Joining Bruce Siceloff this week, Jack Betts of the Charlotte Observer fawns over light rail here. Worse, he says of former technocrat Sam Hunt’s big pot o’ money for transit: "most impressive recommendation would center on a visionary proposal to boost urban transit systems."
It’s not uncommon for journalists to stand impressed by bureaucrats finding new ways to spend wastefully. But Betts’ gushing Observer piece is positively sappy (read: biased) — particularly in its unwillingness to consider other perspectives (oh, I don’t know like this one, this one, this one, this one and this one). Indeed, Betts thinks that what’s so great about this particular General Assembly bill is that it appropriates no money (for now), rather gives localities the option to do so. That means, counties like Wake have the option of floating a half-cent sales tax and increased fees for drivers (That’s a nickel every single time you buy lunch w/drink, or whatever your $10 purchase…nickels that add up fast.)
Now maybe Jack Betts is rich and lives in South Charlotte. But he has forgotten about the less affluent people in Mint Hill who’re bankrolling his boondoggle.

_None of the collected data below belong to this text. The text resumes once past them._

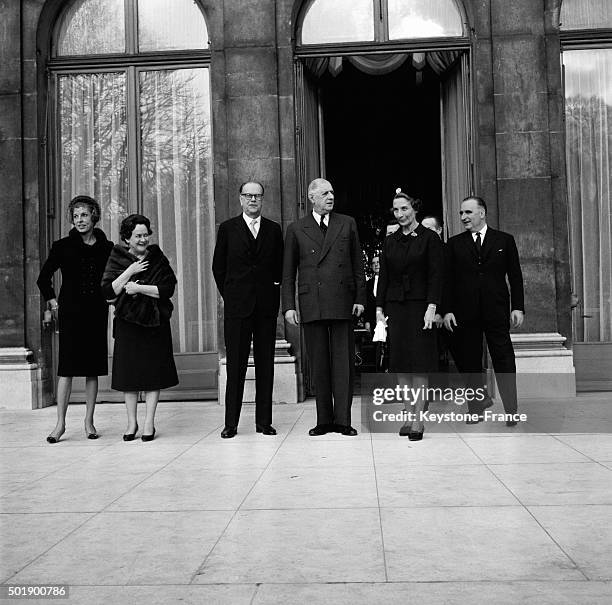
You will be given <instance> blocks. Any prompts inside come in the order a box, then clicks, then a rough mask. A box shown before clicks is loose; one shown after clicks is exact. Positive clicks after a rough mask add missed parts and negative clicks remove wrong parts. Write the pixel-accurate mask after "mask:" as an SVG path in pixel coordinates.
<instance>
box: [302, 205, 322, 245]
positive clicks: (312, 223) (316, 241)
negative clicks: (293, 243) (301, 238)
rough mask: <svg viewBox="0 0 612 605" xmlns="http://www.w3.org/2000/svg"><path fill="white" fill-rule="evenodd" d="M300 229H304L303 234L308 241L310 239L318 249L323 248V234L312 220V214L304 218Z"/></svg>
mask: <svg viewBox="0 0 612 605" xmlns="http://www.w3.org/2000/svg"><path fill="white" fill-rule="evenodd" d="M302 228H303V229H304V233H305V234H306V235H307V236H308V237H309V238H310V239H312V240H313V241H314V242H315V243H316V244H317V245H318V246H319V248H321V247H322V246H323V232H322V231H321V227H319V225H318V223H317V221H315V220H314V216H312V213H311V214H309V215H308V216H307V217H306V220H305V221H304V225H303V227H302Z"/></svg>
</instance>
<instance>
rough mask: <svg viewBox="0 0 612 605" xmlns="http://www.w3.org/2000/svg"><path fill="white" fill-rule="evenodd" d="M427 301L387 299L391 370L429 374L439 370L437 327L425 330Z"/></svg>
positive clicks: (389, 363) (387, 337)
mask: <svg viewBox="0 0 612 605" xmlns="http://www.w3.org/2000/svg"><path fill="white" fill-rule="evenodd" d="M426 309H427V302H425V301H421V300H407V301H404V302H387V303H386V305H385V312H386V314H387V316H388V318H389V319H388V320H387V341H388V343H389V372H397V373H425V374H427V373H430V372H436V371H437V369H438V350H437V343H436V328H435V327H434V328H432V329H431V330H423V324H424V322H423V316H424V315H425V311H426Z"/></svg>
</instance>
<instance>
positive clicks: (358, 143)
mask: <svg viewBox="0 0 612 605" xmlns="http://www.w3.org/2000/svg"><path fill="white" fill-rule="evenodd" d="M296 124H297V130H296V132H297V151H298V156H297V159H298V162H297V165H298V188H299V191H298V195H299V198H298V199H299V200H300V211H301V213H302V215H304V214H306V213H307V212H309V211H310V209H309V207H308V204H307V202H306V199H307V196H306V191H307V187H308V183H309V182H310V181H311V180H312V179H314V178H316V177H318V176H324V177H325V178H327V179H328V180H329V181H330V182H331V183H332V185H333V187H334V192H335V198H336V204H335V209H336V210H337V211H338V212H340V213H343V214H348V215H350V216H352V217H354V218H355V220H356V222H357V225H358V229H359V237H360V240H361V244H362V248H363V251H364V259H363V260H364V268H365V271H366V277H370V276H371V271H370V261H371V259H372V257H373V256H374V255H375V254H376V253H377V252H378V251H379V250H380V246H381V243H382V240H383V239H384V236H385V232H386V225H387V223H388V222H389V221H390V220H391V219H392V214H391V212H390V208H391V205H392V200H393V196H394V193H395V190H396V188H401V189H402V191H404V192H406V193H408V194H409V195H411V196H413V197H416V198H419V199H421V201H422V202H423V209H422V211H421V213H420V215H419V218H423V216H426V215H434V216H437V217H438V218H439V219H441V220H442V222H443V225H444V239H447V238H448V237H450V236H452V235H455V234H456V233H459V232H461V231H462V230H463V229H462V228H461V224H460V222H459V213H458V206H459V204H460V201H461V200H462V199H463V198H464V197H465V196H467V195H469V194H471V193H473V182H474V165H473V161H472V152H471V150H472V136H471V133H472V128H471V124H472V112H471V94H470V71H469V53H468V52H467V51H456V50H448V51H446V50H443V51H431V52H419V53H411V52H406V53H394V54H392V55H372V56H370V55H349V56H343V57H334V56H326V57H316V58H305V59H301V60H298V61H297V62H296ZM302 350H304V349H303V348H302ZM304 365H305V368H304V376H305V377H306V376H308V371H307V360H305V362H304ZM306 392H309V388H308V385H307V384H306Z"/></svg>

Maybe Jack believes that rail relieves congestion, even though David Hartgen has proven it takes less than 1 percent of congestion off Charlotte’s roads. Maybe he believes that there is plenty of money for multi-billion dollar transit systems that will never serve any more than 3% of the population ($3 billion for 3%… is that just?).
I’m extremely saddened by the N.C. media’s lack of balance or equal time to other perspectives when it comes to light rail. They are perhaps caught up in the girls-n-boys-with-shiny-toys phenonomenon. They are unwilling to look carefully at the myriad special interests in Charlotte that made this happen via cheaply acquired propaganda to "keep the tax" (developers to build next to the rail; banks to loan to the developers). A similar special interest coalition is likely to form in Wake County. The people will be made less wealthy by light rail. Buy the media don’t care. They are enchanted.
Such enchantment doesn’t stand up to any kind of reasonable scrutiny of costs and benefits. But more importantly, it doesn’t stand up to basic human scruples. When you (coercively) extract resources from so many people – even the poor – and concentrate all those benefits on so few people ($3 billion for 3%), it becomes worthy of the title "let them eat cake" rail. It’s not much different from pharoahs building pyramids. But really, it hurts everyone. Every dollar you spend (out of billions) on a system that serves, at most, 3 percent of the people is a dollar that can’t go to systemwide maintenance, expansion and traffic mitigation. It’s just downright perverse.